Department of Clinical Pharmacology, College of Medicine and Public Health, Flinders University, Adelaide, Australia.
Oncology Department, Istituto Nazionale Tumori IRCCS "Regina Elena", Rome, Italy.
Oncologist. 2023 Apr 6;28(4):e205-e211. doi: 10.1093/oncolo/oyad043.
Monotherapy immune checkpoint inhibitor (ICI) used in second- or later-line settings has been reported to induce hyperprogression. This study evaluated hyperprogression risk with ICI (atezolizumab) in the first-, second-, or later-line treatment of advanced non-small cell lung cancer (NSCLC), and provides insights into hyperprogression risk with contemporary first-line ICI treatment.

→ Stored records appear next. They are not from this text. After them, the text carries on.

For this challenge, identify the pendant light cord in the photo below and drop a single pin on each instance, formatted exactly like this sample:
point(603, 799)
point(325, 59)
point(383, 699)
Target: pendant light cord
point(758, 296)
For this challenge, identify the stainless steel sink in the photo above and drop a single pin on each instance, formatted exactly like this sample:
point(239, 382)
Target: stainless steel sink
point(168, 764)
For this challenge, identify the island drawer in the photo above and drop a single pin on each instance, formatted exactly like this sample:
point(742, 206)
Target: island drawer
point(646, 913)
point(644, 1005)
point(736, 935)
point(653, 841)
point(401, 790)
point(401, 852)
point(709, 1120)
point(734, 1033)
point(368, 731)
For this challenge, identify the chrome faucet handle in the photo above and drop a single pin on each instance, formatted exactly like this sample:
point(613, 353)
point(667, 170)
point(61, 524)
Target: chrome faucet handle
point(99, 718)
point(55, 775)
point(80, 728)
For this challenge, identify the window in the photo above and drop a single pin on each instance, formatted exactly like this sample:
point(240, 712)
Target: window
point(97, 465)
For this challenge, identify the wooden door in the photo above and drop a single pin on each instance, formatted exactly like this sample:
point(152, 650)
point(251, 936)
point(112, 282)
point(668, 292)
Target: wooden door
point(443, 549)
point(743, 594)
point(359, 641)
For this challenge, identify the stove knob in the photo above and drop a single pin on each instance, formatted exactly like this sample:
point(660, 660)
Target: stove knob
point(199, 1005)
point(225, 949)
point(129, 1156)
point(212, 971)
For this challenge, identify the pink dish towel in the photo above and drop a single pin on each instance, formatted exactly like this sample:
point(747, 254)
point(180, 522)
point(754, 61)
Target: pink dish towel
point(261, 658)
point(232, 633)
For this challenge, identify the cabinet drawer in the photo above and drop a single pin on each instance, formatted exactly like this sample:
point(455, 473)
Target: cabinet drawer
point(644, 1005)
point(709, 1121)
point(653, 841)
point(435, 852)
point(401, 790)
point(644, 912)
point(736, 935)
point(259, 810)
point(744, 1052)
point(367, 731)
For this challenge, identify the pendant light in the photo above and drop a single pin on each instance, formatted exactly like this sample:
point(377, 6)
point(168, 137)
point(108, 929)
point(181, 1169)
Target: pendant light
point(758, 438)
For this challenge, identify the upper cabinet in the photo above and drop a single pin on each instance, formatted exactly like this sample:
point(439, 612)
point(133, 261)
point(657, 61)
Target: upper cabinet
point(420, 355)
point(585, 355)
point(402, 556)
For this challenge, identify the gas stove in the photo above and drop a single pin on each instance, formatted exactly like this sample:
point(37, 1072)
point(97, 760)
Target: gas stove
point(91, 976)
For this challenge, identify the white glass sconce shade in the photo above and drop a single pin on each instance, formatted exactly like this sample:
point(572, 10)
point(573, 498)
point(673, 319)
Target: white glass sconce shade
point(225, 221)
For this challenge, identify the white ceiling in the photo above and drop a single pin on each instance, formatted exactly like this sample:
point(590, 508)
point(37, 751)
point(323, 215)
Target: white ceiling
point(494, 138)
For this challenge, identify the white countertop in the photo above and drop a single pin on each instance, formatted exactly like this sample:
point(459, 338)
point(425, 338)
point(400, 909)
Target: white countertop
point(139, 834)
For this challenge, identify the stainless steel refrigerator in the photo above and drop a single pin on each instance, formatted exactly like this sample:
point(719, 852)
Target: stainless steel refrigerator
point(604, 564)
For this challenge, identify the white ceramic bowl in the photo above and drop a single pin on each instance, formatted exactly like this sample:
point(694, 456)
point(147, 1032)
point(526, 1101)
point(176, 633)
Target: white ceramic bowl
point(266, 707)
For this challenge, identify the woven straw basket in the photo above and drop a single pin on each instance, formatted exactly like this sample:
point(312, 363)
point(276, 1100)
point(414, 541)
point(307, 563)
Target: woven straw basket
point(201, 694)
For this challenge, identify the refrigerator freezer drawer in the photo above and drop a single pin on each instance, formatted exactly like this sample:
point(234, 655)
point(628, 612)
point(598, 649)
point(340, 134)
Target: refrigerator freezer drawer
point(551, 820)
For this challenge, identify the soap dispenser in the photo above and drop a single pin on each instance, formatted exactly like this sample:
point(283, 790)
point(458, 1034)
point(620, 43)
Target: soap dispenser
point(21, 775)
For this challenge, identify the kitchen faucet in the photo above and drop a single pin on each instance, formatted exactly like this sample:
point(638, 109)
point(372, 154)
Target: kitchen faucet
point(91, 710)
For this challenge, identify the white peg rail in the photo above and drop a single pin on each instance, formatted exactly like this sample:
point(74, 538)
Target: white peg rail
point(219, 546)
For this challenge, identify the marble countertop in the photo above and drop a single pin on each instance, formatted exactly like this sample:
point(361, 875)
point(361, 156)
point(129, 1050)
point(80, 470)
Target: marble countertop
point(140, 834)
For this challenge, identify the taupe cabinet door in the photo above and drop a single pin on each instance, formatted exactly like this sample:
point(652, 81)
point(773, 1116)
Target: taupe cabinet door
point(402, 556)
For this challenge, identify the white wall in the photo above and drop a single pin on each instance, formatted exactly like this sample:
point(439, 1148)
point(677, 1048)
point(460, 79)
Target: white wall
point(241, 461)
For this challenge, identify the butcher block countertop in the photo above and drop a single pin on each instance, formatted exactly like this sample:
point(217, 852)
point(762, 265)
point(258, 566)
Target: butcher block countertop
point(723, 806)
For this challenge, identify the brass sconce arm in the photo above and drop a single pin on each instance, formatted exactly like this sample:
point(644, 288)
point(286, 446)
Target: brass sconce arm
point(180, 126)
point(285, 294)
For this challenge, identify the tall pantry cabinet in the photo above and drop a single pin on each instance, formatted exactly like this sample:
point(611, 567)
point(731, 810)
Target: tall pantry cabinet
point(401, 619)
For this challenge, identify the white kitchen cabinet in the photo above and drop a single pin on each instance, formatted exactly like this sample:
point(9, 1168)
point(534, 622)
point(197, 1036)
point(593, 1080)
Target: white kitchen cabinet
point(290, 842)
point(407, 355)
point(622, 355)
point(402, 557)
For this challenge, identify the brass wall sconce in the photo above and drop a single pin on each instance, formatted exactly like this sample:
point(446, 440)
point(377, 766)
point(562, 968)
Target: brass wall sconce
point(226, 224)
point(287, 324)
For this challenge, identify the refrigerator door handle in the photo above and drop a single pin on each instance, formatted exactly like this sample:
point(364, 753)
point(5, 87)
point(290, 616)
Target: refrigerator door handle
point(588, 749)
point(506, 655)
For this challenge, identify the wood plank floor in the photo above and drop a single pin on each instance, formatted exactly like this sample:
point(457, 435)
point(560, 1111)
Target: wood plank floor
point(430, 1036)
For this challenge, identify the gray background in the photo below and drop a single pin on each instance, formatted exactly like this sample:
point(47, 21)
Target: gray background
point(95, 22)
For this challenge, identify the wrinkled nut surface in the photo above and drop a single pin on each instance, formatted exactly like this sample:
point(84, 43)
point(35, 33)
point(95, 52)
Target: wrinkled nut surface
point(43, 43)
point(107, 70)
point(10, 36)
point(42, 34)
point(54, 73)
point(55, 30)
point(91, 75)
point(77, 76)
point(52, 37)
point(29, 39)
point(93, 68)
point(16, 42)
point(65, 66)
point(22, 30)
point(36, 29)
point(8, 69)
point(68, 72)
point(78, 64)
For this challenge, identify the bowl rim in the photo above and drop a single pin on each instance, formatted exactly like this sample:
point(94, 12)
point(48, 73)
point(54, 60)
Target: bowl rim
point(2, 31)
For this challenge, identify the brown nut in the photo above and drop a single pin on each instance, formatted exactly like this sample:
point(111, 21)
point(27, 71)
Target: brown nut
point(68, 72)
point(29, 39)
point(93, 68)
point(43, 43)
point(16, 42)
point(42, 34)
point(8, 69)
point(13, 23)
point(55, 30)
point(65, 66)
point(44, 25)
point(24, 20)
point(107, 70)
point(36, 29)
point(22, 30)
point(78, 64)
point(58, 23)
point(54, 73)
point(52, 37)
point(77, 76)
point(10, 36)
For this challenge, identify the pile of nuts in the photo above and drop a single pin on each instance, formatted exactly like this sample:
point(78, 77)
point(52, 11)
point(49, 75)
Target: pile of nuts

Hyperprogression was identified using Response Evaluation Criteria in Solid Tumours (RECIST)-based criteria in a dataset of pooled individual-participant level data from BIRCH, FIR, IMpower130, IMpower131, IMpower150, OAK, and POPLAR trials. Odds ratios were computed to compare hyperprogression risks between groups. Landmark Cox proportional-hazard regression was used to evaluate the association between hyperprogression and progression-free survival/overall survival. Secondarily, putative risk factors for hyperprogression among second- or later-line atezolizumab-treated patients were evaluated using univariate logistic regression models.
Of the included 4644 patients, 119 of the atezolizumab-treated patients (n = 3129) experienced hyperprogression. Hyperprogression risk was markedly lower with first-line atezolizumab-either chemoimmunotherapy or monotherapy-compared to second/later-line atezolizumab monotherapy (0.7% vs. 8.8%, OR = 0.07, 95% CI, 0.04-0.13). Further, there was no statistically significant difference in hyperprogression risk with first-line atezolizumab-chemoimmunotherapy versus chemotherapy alone (0.6% vs. 1.0%, OR = 0.55, 95% CI, 0.22-1.36). Sensitivity analyses using an extended RECIST-based criteria including early death supported these findings. Hyperprogression was associated with worsened overall survival (HR = 3.4, 95% CI, 2.7-4.2, P < .001); elevated neutrophil-to-lymphocyte ratio was the strongest risk factor for hyperprogression (C-statistic = 0.62, P < .001).
This study presents first evidence for a markedly lower hyperprogression risk in advanced NSCLC patients treated with first-line ICI, particularly with chemoimmunotherapy, as compared to second- or later-line ICI treatment.
在二线或后线治疗环境中使用单药免疫检查点抑制剂(ICI)已报告可诱导超进展。本研究评估了在晚期非小细胞肺癌(NSCLC)的一线、二线或后线治疗中使用 ICI(阿替利珠单抗)的超进展风险,并提供了关于当代一线 ICI 治疗中超进展风险的见解。
使用来自 BIRCH、FIR、IMpower130、IMpower131、IMpower150、OAK 和 POPLAR 试验的汇总个体参与者水平数据集中的基于 RECIST 的标准,通过数据集识别超进展。计算比值比以比较各组之间的超进展风险。使用 landmark Cox 比例风险回归来评估超进展与无进展生存期/总生存期之间的关联。其次,使用单变量逻辑回归模型评估二线或后线阿替利珠单抗治疗患者中超进展的潜在危险因素。
在纳入的 4644 名患者中,119 名阿替利珠单抗治疗患者(n=3129)经历了超进展。与二线/后线阿替利珠单抗单药治疗相比,一线阿替利珠单抗(无论是化疗免疫治疗还是单药治疗)的超进展风险明显较低(0.7%比 8.8%,OR=0.07,95%CI,0.04-0.13)。此外,一线阿替利珠单抗-化疗免疫治疗与单纯化疗相比,超进展风险无统计学差异(0.6%比 1.0%,OR=0.55,95%CI,0.22-1.36)。使用包括早期死亡的扩展基于 RECIST 的标准进行的敏感性分析支持这些发现。超进展与总生存期恶化相关(HR=3.4,95%CI,2.7-4.2,P<.001);升高的中性粒细胞与淋巴细胞比值是超进展的最强危险因素(C 统计量=0.62,P<.001)。
本研究首次提供了证据,表明在晚期 NSCLC 患者中,与二线或后线 ICI 治疗相比,一线 ICI 治疗,特别是化疗免疫治疗,可显著降低超进展风险。